If the user declares variables as integer but does no more, then Cbc will treat them as simple integer variables. In many cases the user would like to do some more fine tuning. This shows how to create integer variables with pseudo costs. When pseudo costs are given then it is assumed that if a variable is at 1.3 then the cost of branching that variable down will be 0.3 times the down pseudo cost and the cost of branching up would be 0.7 times the up pseudo cost. This can be used both for branching and for choosing a node. The full code is in longthin.cpp (this code can be found in the CBC Samples directory, see Chapter 5, More Samples ). The idea is simple for set covering problems. Branching up gets us much closer to an integer solution so we want to encourage up - so we will branch up if variable value > 0.333333. The expected cost of going up obviously depends on the cost of the variable so we just choose pseudo costs to reflect that.

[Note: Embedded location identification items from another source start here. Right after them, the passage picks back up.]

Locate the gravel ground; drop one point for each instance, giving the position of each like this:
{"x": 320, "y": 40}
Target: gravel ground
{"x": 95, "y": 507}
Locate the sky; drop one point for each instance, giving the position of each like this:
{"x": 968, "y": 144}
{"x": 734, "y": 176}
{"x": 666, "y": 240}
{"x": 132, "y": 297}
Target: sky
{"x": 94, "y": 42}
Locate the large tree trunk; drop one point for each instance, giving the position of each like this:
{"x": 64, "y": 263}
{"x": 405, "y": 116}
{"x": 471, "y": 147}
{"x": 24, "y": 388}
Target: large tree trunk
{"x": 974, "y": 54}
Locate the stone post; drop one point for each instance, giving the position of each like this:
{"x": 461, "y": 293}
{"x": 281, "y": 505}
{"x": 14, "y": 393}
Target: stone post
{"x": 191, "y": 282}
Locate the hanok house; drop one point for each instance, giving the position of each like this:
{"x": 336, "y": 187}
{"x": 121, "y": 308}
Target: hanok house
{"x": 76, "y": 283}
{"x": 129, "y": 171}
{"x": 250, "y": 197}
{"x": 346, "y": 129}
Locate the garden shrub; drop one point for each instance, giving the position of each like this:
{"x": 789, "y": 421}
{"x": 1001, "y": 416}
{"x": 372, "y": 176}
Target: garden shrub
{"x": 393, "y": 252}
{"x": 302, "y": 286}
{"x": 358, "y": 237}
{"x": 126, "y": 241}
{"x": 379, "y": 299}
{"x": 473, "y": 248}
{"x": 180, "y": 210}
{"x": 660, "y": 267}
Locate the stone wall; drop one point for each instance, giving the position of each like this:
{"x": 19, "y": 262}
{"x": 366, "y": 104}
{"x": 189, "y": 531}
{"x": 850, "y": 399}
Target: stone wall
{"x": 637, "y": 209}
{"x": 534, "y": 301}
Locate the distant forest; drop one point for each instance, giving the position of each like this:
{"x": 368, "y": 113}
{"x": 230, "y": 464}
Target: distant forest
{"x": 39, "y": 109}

The actual coding in the example also tries to give more importance to variables with more coefficients. Whether this sort of thing is worthwhile should be the subject of experimentation. Here is another example which is for crew scheduling problems. In this case the problem has few rows but many thousands of variables. Branching a variable to 1 is very powerful as it fixes many other variables to zero, but branching to zero is very weak as thousands of variables can increase from zero. But in crew scheduling each constraint is a flight leg e.g. JFK to DFW. From DFW (Dallas) there may be several flights the crew could take next - suppose one flight is the 9:30 flight from DFW to LAX (Los Angeles). Then a binary branch is that the crew arriving at DFW either take the 9:30 flight to LAX or they don't. This follow-on branching does not fix individual variables but instead divides all the variables with entries in the JFK-DFW constraint into two groups - those with entries in the DFW-LAX constraint and those without entries. The full code is in crew.cpp (this code can be found in the CBC Samples directory, see Chapter 5, More Samples ). In this case we may as well leave the simple integer variables and we may have to if there are other sorts of constraints. But we want to branch on the follow-on rules first so we use priorities to say that those are the important ones.